I've been walking in the mornings and for a few days there was a distinct smell of rotten fish in the same spot. My thought was that some soldier had thrown out his dinner or something. Fast forward a few days later and there is water gushing down the ditch...a rather odd sight in Afghanistan. The water was coming from a hydrant in the exact spot where I had noticed the fish smell. Could that rotten fish smell have been from a leak in the water line at that hydrant?


----------



## MA_PE (Nov 15, 2012)

Is the hydrant somehow connected to the sewer lines. H2S gas can have a rotten egg/rotting fosh smell to it and it can build in a sewer line.


----------



## RIP - VTEnviro (Nov 16, 2012)

Maybe the well is actually composed of spoiled meat.

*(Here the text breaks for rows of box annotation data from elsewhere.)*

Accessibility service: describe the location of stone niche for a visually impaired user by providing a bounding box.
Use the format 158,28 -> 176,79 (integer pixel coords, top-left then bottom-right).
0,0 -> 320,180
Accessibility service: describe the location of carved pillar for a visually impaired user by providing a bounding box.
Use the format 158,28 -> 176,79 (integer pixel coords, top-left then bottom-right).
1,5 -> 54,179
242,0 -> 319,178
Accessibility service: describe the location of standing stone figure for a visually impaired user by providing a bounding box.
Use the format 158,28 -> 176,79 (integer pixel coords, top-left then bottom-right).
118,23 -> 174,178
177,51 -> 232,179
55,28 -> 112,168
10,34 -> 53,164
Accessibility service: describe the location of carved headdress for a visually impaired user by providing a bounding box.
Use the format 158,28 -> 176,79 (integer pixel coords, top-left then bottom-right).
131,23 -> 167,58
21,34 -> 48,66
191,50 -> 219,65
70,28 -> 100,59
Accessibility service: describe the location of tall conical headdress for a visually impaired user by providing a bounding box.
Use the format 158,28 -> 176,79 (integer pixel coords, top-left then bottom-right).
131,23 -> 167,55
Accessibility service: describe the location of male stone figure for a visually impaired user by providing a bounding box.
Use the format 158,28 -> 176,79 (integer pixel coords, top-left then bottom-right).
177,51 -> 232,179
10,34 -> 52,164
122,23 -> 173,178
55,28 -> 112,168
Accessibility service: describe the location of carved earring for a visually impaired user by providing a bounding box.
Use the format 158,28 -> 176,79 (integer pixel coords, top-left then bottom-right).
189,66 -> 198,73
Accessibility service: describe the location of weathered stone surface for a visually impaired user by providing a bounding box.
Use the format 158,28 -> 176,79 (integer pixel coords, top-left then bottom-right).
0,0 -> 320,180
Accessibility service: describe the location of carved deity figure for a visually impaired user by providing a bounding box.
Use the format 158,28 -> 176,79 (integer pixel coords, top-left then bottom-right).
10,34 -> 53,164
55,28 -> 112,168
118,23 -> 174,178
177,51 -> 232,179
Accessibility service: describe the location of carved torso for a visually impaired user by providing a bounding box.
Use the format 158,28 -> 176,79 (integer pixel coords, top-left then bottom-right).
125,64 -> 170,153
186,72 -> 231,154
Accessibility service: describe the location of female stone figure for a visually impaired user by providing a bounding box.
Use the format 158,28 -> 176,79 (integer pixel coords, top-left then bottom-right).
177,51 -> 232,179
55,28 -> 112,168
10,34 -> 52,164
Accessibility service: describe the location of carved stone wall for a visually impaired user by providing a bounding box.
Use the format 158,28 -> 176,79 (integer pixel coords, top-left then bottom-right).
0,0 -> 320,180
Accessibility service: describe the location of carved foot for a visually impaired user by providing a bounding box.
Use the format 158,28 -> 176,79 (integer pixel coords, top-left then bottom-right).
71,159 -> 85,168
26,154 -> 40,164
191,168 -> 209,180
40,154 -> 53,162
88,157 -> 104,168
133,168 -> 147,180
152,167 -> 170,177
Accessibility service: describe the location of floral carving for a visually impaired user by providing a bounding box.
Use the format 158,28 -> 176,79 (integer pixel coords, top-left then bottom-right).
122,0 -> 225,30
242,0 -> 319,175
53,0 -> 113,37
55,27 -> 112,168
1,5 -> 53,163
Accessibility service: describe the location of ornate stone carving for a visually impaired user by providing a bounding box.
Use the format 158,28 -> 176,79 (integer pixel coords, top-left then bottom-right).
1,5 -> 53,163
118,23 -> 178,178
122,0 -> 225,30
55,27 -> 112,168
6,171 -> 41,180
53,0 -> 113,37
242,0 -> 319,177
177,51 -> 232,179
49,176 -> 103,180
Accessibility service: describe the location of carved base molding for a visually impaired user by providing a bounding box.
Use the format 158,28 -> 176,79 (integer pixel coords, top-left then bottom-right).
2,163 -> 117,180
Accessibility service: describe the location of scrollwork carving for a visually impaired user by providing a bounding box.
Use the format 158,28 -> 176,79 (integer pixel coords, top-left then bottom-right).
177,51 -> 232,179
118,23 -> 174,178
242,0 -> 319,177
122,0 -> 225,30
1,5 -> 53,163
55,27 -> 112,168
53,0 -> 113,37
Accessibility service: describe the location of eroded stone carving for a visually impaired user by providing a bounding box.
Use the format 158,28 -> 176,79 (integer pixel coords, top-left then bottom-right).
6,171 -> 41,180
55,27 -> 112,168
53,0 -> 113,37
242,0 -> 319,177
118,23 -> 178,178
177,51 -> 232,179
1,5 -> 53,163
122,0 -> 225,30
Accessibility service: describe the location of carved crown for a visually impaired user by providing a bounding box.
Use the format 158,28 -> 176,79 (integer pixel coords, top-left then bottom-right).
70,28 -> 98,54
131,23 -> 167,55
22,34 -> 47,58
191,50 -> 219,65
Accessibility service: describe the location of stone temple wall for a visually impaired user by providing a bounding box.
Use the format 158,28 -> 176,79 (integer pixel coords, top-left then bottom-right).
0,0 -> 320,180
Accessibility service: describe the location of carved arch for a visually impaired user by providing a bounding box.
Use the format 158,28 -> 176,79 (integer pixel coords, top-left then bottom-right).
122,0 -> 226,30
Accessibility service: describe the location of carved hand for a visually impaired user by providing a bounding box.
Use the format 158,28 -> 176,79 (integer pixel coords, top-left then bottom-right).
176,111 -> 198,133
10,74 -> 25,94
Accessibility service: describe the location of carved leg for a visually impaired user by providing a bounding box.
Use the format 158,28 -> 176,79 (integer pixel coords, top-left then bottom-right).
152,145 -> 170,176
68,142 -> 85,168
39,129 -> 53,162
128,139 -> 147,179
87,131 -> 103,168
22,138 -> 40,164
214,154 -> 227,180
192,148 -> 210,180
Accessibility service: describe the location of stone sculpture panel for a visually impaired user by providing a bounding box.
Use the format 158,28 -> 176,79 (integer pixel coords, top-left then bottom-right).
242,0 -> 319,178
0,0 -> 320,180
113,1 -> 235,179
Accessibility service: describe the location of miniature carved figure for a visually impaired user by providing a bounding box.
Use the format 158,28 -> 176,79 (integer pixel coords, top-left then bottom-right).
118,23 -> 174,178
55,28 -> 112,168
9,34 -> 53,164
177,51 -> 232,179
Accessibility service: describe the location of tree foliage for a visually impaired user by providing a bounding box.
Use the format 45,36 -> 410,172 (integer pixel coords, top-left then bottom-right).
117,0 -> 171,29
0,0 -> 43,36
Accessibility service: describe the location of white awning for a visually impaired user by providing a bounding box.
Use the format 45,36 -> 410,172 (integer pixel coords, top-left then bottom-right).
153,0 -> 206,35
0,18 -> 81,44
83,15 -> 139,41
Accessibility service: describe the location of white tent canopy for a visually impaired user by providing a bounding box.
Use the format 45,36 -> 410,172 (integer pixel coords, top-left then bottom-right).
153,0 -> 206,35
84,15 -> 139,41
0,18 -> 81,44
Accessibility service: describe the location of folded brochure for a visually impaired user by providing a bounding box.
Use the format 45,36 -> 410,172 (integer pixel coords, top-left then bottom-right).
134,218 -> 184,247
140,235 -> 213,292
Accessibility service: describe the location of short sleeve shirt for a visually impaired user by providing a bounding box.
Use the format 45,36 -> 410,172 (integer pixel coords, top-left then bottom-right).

Could some of the leachate from the septic field be getting into a crack in the line?

I'm trying to think here, that smell pretty much means sewage/sewer gas or something rotting.

Is it possible a rodent or something got into the pump house or treatment building, fried on a live wire, and is now causing odor issues?


----------



## Capt Worley PE (Nov 16, 2012)

I wonder if they add a scent to detect a leak like the natural gas folks do.


----------



## RIP - VTEnviro (Nov 16, 2012)

Then you would be drinking stinky water.


----------



## jeb6294 (Nov 17, 2012)

There's no connection between the water and the sewer systems. I also went and checked the water tanks at the water plant but they just smell like well water. I'm wondering if there's something in the soil here that stinks when it gets saturated.


----------



## RIP - VTEnviro (Nov 17, 2012)

Your dilemma kinda peaked my curiousity, so I googled 'stinky soil' and found this on a gardening forum.

/&gt;http://forums2.gardenweb.com/forums/load/soil/msg0622394319437.html

Sounds like it is saturated and went anaeorbic.


----------